The core strength of the Transformer models is their ability to process text in parallel, increasing efficiency for language tasks. This lesson explores the intricacies of the Transformer architecture, delving into its two primary components: attention mechanisms and the encoder-decoder structure. Learning about these elements will enable us to better understand how modern LLMs like generative pre-trained transformers (GPT) function and excel in language tasks.

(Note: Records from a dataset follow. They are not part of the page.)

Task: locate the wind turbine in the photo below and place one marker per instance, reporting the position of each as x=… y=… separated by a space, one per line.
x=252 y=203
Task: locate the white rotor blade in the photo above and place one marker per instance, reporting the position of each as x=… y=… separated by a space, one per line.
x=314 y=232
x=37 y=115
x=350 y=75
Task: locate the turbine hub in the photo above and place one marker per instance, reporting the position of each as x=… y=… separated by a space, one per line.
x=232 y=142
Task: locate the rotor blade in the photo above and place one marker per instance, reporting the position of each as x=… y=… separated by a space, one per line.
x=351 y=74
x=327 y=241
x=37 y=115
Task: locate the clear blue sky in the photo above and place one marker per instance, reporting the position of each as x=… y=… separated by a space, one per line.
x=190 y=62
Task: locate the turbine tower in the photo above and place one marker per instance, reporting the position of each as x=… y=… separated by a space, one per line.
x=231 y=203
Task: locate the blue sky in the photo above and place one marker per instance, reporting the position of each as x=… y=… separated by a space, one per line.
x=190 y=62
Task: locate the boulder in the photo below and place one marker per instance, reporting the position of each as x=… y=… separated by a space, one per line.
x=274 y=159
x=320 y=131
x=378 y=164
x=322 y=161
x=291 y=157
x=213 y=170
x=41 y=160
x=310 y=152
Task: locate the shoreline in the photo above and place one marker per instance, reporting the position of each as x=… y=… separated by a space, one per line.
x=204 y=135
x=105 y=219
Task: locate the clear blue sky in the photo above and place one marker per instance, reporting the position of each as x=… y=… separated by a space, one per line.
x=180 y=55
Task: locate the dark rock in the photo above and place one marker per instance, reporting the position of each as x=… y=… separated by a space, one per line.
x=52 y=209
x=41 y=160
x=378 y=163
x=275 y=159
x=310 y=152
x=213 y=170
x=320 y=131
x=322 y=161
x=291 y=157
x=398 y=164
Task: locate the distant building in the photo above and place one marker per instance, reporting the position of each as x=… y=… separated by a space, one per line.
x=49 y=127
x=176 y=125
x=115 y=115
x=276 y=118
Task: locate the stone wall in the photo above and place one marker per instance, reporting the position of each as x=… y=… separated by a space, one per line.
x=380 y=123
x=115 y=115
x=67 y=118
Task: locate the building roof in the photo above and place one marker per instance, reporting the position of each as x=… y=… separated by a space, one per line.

Here is everything you need to learn about transformers ( no not the movie or the electrical ones)

Youtube Videos
  1. Attention is all you need by Umar Jamil
  2. Code a Transformer from scratch by Umar Jamil
  3. Transformer Neural Networks, ChatGPT’s foundation, Clearly Explained!!! by StatQuest --- This is by far my favourite one

If you are just looking for a quick introduction or recap, go with this

  1. Transformers, explained: Understand the model behind GPT, BERT, and T5

I have built two small projects based on my learnings and compiled them in the form of Medium Articles. If hands-on is your thing, then do give it a try!

  1. Text Summarization with Transformers
  2. Semantic Search with Transformers


There is no resource more valuable than a single book that explains each of the concepts in a lucid yet comprehensive manner, covering all the aspects. Luckily, I found such a set of books for learning about transformers.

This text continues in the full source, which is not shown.